A unos yo les atribuía vicios -tabaco, robos- pero no soy de índole sexual y lo les tribuía actos, salvo, creo, una predilección que me parecía juego, la de besar a las chicas y mirarles las piernas. Los hacía fumar en papel liado detrás de una caja grande que había sobre una maleta. A veces por el lugar aparecía un maestro. Y era con toda su emoción que me veía obligado a sentir, que dejaba el cigarro falso y ponía al fumador mirándolo disimuladamente en la esquina, esperando al maestro, y saludándolo, no lo recuerdo bien, como un inevitable pasaje... A veces uno estaba lejos del otro y yo no podía manipular a uno con un brazo y al otro con el otro. Tenía que hacerlos andar alternativamente. Me dolía tanto esto como hoy el no dar expresión a una vida... Ah, ¿pero a qué viene recordar esto? ¿Por qué no me quedé siendo un niño para siempre? ¿Por qué no me morí allí, en uno de esos momentos, preso de las argucias de mis escolares y de la vida como-que-inesperada de mis maestros? Hoy ya no puedo hacer esto... Hoy sólo tengo la realidad con la que no puedo jugar... ¡Pobre niño exilado en su virilidad! ¿Por qué he tenido que crecer?

Hoy, cuando recuerdo esto, me llegan nostalgias de mucho más que esto. Ha muerto en mí mucho más que mi pasado.

La habilidad para construir sueños complejos me ha hecho crear obstáculos inútiles en la vida.
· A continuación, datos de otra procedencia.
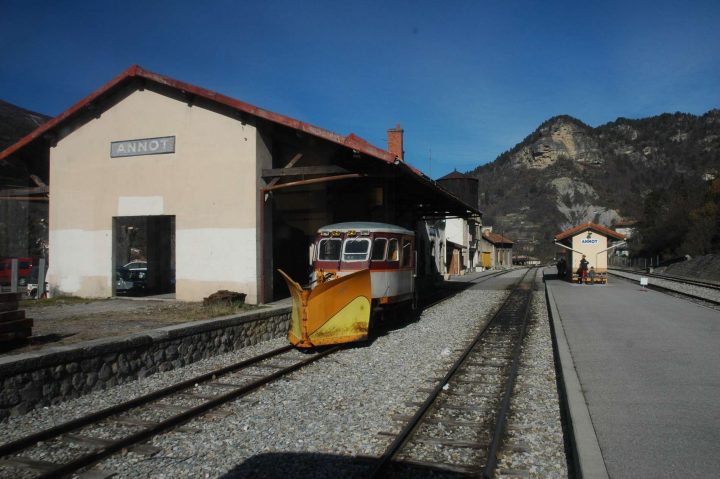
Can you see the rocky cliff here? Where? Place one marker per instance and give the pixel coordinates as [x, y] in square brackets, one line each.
[567, 172]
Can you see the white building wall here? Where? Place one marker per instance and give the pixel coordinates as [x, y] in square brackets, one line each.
[208, 184]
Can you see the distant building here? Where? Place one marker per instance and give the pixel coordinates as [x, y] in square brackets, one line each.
[462, 235]
[591, 240]
[495, 250]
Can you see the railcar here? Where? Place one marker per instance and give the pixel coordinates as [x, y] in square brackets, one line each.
[359, 269]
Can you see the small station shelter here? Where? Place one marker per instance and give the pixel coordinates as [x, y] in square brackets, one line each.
[589, 239]
[206, 192]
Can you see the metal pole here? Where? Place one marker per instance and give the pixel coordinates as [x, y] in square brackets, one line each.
[41, 279]
[13, 275]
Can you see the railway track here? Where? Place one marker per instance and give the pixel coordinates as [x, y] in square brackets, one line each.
[77, 444]
[678, 279]
[459, 428]
[694, 296]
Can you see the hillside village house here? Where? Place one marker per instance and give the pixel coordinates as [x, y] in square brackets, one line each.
[495, 250]
[210, 192]
[462, 234]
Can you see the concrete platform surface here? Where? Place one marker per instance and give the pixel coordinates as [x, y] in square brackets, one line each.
[649, 368]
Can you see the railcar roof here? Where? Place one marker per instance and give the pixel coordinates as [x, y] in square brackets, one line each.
[366, 226]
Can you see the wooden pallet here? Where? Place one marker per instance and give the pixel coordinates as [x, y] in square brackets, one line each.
[13, 323]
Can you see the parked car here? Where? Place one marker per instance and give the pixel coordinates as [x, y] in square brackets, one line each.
[133, 265]
[24, 270]
[32, 284]
[129, 281]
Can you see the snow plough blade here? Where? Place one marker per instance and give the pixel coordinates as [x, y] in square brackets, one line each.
[334, 312]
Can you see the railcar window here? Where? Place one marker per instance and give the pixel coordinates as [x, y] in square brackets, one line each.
[407, 253]
[329, 249]
[393, 250]
[378, 252]
[356, 249]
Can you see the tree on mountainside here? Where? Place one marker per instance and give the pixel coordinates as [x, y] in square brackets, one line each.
[683, 219]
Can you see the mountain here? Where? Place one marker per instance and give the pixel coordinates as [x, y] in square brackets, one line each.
[16, 122]
[566, 173]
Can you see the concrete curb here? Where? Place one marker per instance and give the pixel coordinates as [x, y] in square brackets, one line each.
[588, 458]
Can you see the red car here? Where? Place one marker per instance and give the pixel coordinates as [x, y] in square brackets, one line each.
[24, 270]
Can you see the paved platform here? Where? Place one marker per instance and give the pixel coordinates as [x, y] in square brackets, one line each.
[642, 371]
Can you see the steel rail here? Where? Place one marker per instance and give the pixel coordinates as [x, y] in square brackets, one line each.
[672, 292]
[24, 442]
[384, 461]
[670, 277]
[501, 418]
[95, 456]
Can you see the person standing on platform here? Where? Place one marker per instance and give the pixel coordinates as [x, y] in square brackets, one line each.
[591, 275]
[561, 265]
[583, 270]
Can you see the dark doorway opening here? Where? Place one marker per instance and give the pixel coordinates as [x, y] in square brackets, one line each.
[143, 255]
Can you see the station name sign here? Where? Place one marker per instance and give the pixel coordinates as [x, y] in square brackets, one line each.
[145, 146]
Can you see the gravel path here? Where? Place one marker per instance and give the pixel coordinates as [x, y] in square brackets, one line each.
[321, 421]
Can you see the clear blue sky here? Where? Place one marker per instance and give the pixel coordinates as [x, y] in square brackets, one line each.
[466, 79]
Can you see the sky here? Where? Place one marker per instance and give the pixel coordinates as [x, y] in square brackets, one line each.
[466, 80]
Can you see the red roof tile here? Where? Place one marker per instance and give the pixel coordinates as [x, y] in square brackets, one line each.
[495, 238]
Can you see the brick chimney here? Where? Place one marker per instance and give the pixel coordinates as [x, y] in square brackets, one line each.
[395, 145]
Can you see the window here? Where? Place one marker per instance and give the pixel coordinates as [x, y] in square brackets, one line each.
[393, 250]
[407, 253]
[356, 249]
[329, 249]
[378, 252]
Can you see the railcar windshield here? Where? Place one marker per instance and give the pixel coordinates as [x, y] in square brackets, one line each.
[329, 249]
[356, 249]
[378, 251]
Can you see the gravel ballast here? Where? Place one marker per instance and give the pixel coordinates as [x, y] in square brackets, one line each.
[321, 421]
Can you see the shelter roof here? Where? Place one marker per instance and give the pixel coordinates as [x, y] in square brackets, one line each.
[589, 226]
[496, 238]
[455, 175]
[444, 201]
[366, 226]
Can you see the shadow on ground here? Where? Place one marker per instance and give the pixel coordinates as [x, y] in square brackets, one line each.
[289, 465]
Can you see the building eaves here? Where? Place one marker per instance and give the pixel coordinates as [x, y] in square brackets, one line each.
[351, 141]
[589, 226]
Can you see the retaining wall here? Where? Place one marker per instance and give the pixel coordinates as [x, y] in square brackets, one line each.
[53, 375]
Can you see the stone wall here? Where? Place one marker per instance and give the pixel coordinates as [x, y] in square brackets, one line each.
[54, 375]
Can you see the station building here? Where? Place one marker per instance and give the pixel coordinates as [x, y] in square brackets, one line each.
[591, 240]
[210, 192]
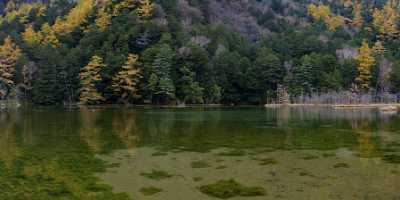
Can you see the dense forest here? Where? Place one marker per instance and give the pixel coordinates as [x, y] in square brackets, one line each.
[56, 52]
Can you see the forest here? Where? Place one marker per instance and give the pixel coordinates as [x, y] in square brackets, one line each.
[235, 52]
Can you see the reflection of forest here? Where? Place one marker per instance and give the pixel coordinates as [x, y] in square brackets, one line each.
[10, 150]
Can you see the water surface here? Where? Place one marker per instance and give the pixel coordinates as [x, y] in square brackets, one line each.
[118, 153]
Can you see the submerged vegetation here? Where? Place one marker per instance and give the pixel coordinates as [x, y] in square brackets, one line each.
[149, 191]
[156, 174]
[195, 52]
[225, 189]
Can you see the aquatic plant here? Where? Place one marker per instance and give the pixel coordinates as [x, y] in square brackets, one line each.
[341, 165]
[235, 152]
[225, 189]
[149, 191]
[156, 174]
[394, 159]
[200, 164]
[268, 161]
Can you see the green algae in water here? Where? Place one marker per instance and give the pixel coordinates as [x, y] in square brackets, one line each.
[156, 174]
[197, 179]
[159, 153]
[233, 153]
[268, 161]
[309, 157]
[225, 189]
[199, 164]
[341, 165]
[150, 191]
[394, 159]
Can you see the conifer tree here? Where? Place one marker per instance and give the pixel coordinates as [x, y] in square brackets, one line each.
[145, 9]
[365, 61]
[89, 75]
[358, 19]
[125, 82]
[9, 54]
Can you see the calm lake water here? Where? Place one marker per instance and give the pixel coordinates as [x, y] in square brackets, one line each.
[172, 154]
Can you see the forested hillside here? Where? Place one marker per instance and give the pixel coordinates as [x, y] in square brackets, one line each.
[198, 51]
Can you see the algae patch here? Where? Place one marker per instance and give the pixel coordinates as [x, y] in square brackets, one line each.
[156, 174]
[225, 189]
[150, 191]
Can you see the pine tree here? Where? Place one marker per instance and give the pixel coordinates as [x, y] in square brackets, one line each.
[160, 84]
[89, 75]
[358, 19]
[365, 62]
[9, 54]
[125, 82]
[145, 9]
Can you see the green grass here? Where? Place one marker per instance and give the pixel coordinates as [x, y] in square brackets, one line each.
[156, 174]
[150, 191]
[225, 189]
[199, 164]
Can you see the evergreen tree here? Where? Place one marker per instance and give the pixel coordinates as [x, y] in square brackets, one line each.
[125, 83]
[188, 90]
[160, 84]
[9, 54]
[365, 62]
[89, 75]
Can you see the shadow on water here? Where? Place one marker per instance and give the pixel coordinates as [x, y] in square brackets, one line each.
[52, 153]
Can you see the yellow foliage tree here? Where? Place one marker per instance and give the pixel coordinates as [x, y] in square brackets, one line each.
[323, 12]
[386, 20]
[126, 4]
[75, 17]
[89, 75]
[145, 9]
[47, 35]
[125, 82]
[379, 48]
[9, 54]
[30, 36]
[365, 61]
[103, 19]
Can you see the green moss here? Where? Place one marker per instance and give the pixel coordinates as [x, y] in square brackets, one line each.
[233, 153]
[341, 165]
[197, 179]
[200, 164]
[149, 191]
[395, 159]
[225, 189]
[156, 174]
En la destrucción de la unidad de mi espíritu, he liberado pequeños impulsos, capaces de inhibirse y de esconderse, por sutiles y fuertes, pero lo suficientemente grandes para ser sacrificadamente instintos, instintos realizables.

Tanto he soñado que me he hecho nítido en el sueño, pero llegando a verme en sueños tal cual soy, feo y grotesco, la conducción del propio sueño me ha faltado.
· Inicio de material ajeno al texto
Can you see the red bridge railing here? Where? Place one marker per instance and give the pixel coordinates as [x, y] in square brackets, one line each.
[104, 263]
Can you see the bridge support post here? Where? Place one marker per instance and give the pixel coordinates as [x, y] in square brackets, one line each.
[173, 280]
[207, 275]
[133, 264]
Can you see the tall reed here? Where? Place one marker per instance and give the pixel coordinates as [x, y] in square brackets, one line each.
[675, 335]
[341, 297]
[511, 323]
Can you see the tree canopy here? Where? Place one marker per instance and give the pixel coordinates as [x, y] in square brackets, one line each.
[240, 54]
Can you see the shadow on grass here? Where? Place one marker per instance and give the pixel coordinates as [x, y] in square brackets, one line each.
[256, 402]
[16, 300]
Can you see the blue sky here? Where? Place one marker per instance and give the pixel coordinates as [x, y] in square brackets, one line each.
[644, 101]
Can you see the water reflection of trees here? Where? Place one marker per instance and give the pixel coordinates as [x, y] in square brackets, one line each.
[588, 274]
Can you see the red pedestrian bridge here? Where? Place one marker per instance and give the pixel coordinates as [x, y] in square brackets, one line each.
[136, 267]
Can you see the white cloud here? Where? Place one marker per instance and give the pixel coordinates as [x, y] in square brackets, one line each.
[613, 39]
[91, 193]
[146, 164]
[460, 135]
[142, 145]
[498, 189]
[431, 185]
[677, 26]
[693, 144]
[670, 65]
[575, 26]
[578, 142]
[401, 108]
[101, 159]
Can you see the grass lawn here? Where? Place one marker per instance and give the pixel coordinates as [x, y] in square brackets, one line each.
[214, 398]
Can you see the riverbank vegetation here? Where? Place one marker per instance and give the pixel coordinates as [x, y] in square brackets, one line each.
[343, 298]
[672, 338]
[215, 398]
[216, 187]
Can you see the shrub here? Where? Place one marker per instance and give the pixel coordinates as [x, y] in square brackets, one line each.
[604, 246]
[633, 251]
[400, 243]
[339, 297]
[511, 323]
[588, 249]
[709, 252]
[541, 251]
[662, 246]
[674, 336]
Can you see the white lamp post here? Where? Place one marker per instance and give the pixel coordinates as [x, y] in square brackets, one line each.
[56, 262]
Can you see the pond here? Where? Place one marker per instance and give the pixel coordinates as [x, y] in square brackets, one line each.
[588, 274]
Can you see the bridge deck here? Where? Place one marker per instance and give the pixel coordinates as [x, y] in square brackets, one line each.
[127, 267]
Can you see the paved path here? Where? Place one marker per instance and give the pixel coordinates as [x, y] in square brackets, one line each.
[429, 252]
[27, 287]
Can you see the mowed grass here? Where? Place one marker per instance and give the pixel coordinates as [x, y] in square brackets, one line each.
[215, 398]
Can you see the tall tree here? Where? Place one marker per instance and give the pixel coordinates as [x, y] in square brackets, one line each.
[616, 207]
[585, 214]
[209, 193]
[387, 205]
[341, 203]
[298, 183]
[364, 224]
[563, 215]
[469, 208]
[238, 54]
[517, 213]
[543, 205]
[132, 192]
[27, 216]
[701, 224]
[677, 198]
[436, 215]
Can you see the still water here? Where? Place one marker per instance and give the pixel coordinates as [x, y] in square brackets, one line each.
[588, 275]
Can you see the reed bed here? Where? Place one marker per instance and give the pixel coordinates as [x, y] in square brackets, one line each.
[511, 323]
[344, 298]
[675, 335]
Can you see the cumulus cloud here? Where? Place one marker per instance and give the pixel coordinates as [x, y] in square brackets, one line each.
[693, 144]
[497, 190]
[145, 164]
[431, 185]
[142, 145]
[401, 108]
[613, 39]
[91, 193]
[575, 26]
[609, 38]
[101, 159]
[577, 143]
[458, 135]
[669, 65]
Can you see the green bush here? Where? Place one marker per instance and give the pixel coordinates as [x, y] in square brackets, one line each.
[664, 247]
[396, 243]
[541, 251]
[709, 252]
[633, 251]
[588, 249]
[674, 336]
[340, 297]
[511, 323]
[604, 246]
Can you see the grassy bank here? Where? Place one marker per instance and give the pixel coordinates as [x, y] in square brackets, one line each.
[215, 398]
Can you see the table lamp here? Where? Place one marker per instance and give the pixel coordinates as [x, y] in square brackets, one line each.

Ni puedo tener compasión de mí mismo, porque no he llegado a ser jorobado o cojo o manco. Soy totalmente inestético.

¿Cómo voy a saber de amor si ni en sueños me creo digno de eso?
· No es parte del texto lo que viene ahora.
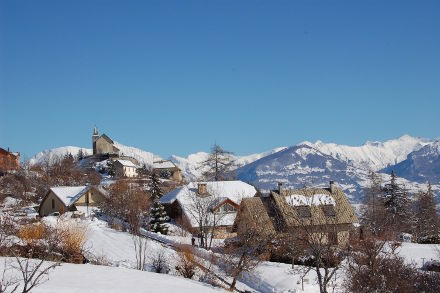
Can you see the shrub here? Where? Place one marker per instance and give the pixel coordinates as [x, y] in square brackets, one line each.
[159, 262]
[73, 238]
[186, 264]
[32, 233]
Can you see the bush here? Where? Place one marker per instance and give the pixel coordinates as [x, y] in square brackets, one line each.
[73, 238]
[186, 263]
[159, 262]
[32, 233]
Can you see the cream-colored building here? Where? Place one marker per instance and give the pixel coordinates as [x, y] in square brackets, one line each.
[69, 198]
[125, 168]
[103, 145]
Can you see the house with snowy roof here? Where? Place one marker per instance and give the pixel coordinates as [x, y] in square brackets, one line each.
[168, 170]
[321, 210]
[125, 168]
[70, 198]
[221, 200]
[9, 160]
[103, 145]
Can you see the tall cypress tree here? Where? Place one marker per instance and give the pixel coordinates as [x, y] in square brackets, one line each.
[427, 218]
[397, 205]
[158, 216]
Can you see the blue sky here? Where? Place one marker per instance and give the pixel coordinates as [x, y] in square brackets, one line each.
[173, 77]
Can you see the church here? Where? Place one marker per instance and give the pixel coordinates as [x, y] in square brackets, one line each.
[103, 145]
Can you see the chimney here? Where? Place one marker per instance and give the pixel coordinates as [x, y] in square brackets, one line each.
[202, 189]
[280, 187]
[332, 186]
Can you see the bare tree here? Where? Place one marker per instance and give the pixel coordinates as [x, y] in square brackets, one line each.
[316, 239]
[373, 214]
[34, 272]
[159, 262]
[140, 249]
[8, 283]
[245, 252]
[218, 165]
[200, 209]
[374, 266]
[186, 264]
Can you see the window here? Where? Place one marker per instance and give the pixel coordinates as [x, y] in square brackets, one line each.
[226, 208]
[329, 210]
[304, 211]
[333, 238]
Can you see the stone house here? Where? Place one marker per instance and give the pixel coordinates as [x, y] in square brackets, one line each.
[9, 160]
[220, 199]
[103, 145]
[125, 168]
[319, 211]
[168, 170]
[70, 198]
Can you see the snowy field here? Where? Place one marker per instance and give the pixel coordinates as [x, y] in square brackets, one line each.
[117, 249]
[73, 278]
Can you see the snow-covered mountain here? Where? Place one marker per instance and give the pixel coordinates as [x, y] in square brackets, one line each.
[422, 165]
[191, 165]
[415, 160]
[49, 156]
[316, 163]
[372, 155]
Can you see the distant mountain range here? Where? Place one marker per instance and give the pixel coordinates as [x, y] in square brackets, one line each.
[415, 160]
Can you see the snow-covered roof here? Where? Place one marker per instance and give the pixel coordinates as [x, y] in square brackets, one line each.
[127, 163]
[163, 164]
[69, 194]
[218, 191]
[316, 199]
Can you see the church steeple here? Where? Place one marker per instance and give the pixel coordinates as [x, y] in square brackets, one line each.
[95, 137]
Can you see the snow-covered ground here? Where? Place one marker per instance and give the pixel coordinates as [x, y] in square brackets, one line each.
[116, 250]
[75, 278]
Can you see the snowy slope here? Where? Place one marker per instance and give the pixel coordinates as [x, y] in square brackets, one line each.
[422, 165]
[191, 164]
[372, 155]
[70, 278]
[52, 154]
[142, 156]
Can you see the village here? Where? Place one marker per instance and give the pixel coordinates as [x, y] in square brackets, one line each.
[107, 209]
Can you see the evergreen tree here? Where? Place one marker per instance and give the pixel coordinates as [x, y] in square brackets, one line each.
[80, 155]
[373, 212]
[158, 216]
[218, 165]
[155, 189]
[397, 205]
[427, 218]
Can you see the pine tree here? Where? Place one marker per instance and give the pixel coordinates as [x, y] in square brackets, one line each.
[427, 218]
[373, 214]
[155, 189]
[158, 216]
[218, 165]
[80, 155]
[397, 205]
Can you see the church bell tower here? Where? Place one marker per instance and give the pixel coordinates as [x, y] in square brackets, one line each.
[95, 136]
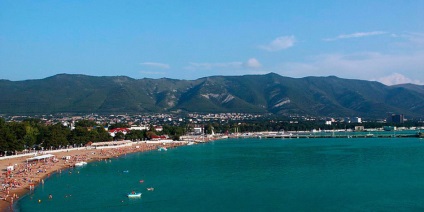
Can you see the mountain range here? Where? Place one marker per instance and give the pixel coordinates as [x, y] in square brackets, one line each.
[270, 93]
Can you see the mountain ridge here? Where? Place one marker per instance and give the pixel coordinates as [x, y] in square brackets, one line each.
[269, 93]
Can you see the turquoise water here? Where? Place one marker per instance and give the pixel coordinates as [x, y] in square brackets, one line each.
[248, 175]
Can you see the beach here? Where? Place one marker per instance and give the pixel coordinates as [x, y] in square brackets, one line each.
[28, 172]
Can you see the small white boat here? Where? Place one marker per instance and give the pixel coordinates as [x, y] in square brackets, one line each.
[162, 149]
[81, 163]
[134, 194]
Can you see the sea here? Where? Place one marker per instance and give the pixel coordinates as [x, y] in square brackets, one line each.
[325, 174]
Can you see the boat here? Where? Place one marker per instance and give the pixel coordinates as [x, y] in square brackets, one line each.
[81, 163]
[133, 194]
[162, 149]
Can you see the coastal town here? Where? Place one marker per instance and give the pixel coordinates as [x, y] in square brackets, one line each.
[22, 170]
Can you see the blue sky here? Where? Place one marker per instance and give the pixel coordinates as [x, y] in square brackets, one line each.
[362, 39]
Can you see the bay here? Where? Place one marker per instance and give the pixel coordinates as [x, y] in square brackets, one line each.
[372, 174]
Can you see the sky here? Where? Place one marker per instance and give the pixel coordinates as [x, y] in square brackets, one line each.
[376, 40]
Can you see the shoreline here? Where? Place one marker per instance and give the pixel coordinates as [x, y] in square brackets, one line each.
[26, 175]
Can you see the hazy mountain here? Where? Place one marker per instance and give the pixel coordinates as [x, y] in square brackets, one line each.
[322, 96]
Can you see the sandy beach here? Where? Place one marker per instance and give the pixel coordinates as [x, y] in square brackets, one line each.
[27, 174]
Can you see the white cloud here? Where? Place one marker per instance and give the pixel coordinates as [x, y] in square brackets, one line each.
[252, 63]
[356, 35]
[155, 65]
[396, 78]
[279, 43]
[366, 66]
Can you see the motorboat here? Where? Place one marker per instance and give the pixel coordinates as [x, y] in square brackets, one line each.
[134, 194]
[81, 163]
[162, 149]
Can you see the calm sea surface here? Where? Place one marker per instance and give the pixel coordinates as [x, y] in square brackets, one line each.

¿Cuántas veces en el decurso de los mundos, no habrá un cometa errante puesto fina a una Tierra? A una catástrofe tan material esta ligada la suerte de tanto proyecto de espíritu. La Muerte acecha, como una hermana del Espíritu y del Destino [...].

Muerte es estar sujetos a un exterior cualquiera y nosotros, en cada momento de nuestra vida, somos unos reflejos y un efecto de lo que nos rodea.

La muerte subyace en nuestro gesto vívido. Nacemos muertos, muertos vivimos, muertos ya entramos en la muerte. Compuestos de células viviendo de su desintegración, estamos hechos de muerte.